Sumlin can use a fresh start for his career, anyway. A&M insiders have humiliated him in public, and he has been the recipient of hateful speech at points earlier this season.
Bret Bielema, Arkansas Razorbacks
The University of Arkansas fired athletic director Jeff Long on Wednesday, which guaranteed Bielema’s exit at the end of this season. Long hired Bielema to take over for interim head coach John L. Smith, who served one year in an emergency capacity after the Bobby Petrino motorcycle ride, affair, and interdepartmental scandal at Arkansas, which blew up in 2011. Long got to replace Petrino, but he will not get to replace Bielema. That will be for another person to handle, but it is easy for Bielema to go at this point. It would make no sense for a new athletic director to keep Bielema. That new AD has a clear mandate from the school to find a new coach, whoever he might be. Bielema has shown no signs that this program has an inkling of optimism for the future.
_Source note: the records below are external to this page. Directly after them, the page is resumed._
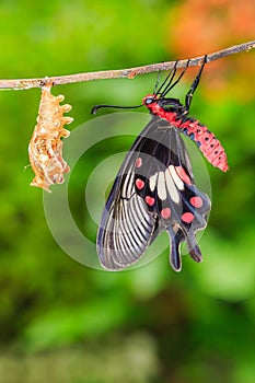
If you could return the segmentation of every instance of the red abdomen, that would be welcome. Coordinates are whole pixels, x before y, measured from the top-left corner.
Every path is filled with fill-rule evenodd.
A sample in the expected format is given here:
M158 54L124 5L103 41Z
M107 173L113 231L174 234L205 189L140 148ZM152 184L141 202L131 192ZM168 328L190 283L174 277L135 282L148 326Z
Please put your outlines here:
M206 159L216 167L227 172L228 160L224 149L216 136L198 120L187 119L178 126L186 136L196 142Z
M147 97L151 97L151 95ZM143 100L144 104L147 97ZM182 106L182 104L179 105ZM147 107L153 115L166 119L170 125L179 129L184 135L196 142L202 154L213 166L219 167L223 172L228 171L229 166L225 151L220 141L205 125L201 125L198 120L186 117L186 115L182 115L179 111L175 112L174 107L172 107L173 111L171 112L164 109L157 101L147 105Z

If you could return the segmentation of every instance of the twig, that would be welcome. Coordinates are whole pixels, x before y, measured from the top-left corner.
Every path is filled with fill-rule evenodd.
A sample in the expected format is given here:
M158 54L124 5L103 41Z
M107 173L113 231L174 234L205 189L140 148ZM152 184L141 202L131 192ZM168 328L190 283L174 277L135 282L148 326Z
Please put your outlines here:
M255 40L247 42L244 44L235 45L227 49L216 51L207 56L207 62L218 60L220 58L235 55L241 51L247 51L255 48ZM196 57L189 60L189 67L196 67L200 65L204 56ZM13 89L13 90L27 90L31 88L42 88L46 82L50 81L54 85L70 84L74 82L92 81L92 80L103 80L103 79L120 79L128 78L134 79L136 76L157 72L160 70L171 70L175 61L151 63L148 66L118 69L118 70L104 70L96 72L85 72L69 76L58 76L44 79L21 79L21 80L0 80L0 89ZM187 59L179 60L177 62L177 68L184 68L187 63Z

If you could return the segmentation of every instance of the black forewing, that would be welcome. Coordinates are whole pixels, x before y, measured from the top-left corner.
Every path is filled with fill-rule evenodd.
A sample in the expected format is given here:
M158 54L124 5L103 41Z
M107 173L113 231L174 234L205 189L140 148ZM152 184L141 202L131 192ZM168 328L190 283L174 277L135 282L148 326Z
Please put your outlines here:
M175 184L172 178L170 182L169 166L182 167L189 183L176 177ZM137 182L143 187L138 187ZM190 205L194 196L201 198L200 209ZM162 217L165 208L171 209L169 218ZM194 185L179 132L166 120L153 117L128 152L106 201L97 234L101 264L117 270L136 263L163 230L171 237L171 265L175 270L181 269L179 243L183 241L187 241L189 254L199 262L201 255L195 232L206 225L205 213L209 209L209 198ZM192 223L182 221L185 212L194 214Z
M106 201L97 234L97 253L103 267L117 270L136 263L146 252L158 228L158 217L135 189L135 169L140 150L154 129L151 120L134 142ZM157 142L154 142L157 146ZM153 148L151 148L153 151Z

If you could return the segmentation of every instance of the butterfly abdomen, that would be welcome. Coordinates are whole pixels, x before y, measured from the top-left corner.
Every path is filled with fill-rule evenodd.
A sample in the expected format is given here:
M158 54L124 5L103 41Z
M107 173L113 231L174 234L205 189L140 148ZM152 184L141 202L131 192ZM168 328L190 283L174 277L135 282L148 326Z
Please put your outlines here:
M167 103L164 105L164 100L154 98L152 103L147 104L146 100L152 97L148 95L143 100L143 104L150 109L150 112L165 119L171 126L179 129L185 136L189 137L206 159L221 171L228 171L228 161L224 149L216 136L208 130L205 125L201 125L198 120L187 117L187 111L184 105L177 98L165 98L166 102L172 104L169 106Z
M205 125L201 125L198 120L188 118L179 124L178 129L196 142L206 159L213 166L219 167L223 172L228 171L225 151L220 141Z

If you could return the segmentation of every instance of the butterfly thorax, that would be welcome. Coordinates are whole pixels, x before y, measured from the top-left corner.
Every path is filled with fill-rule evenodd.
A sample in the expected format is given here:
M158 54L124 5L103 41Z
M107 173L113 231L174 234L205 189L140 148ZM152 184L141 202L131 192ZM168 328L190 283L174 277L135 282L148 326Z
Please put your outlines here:
M143 101L154 116L165 119L172 127L188 136L200 149L207 160L216 167L225 172L228 162L224 149L216 136L199 120L188 116L187 108L178 98L167 98L148 94Z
He is done.
David Bailiff, Rice Owls
The Owls have gone steadily downward over the years, and it was felt by many that Bailiff should have been fired at the end of last season. Now, after another miserable and depressing season, it is clear that Bailiff’s tenure is at an end. The string has been played out and there is no ambiguity in the matter. Everyone close to the situation agrees that Rice needs to start all over again, and people in the college football industry agree.
Matt Luke, Ole Miss Rebels
The interim head coach for Ole Miss has not done a bad job after Hugh Freeze ruined his career for immoral and unethical behavior which internally damaged the Rebel program. However, turning an interim into a permanent coach demands a difficult analysis, and it is a high threshold for coaches to make the jump from interim to permanent. Interim coaches don’t coach with the same pressure or stakes of a permanent coach. There is not a long-term sense of responsibility or a long-range plan in place. Luke will be an assistant coach or maybe a head coach at a smaller school as a result of the job he did this year, but Ole Miss will want a more proven and established head coach. Luke will move somewhere else.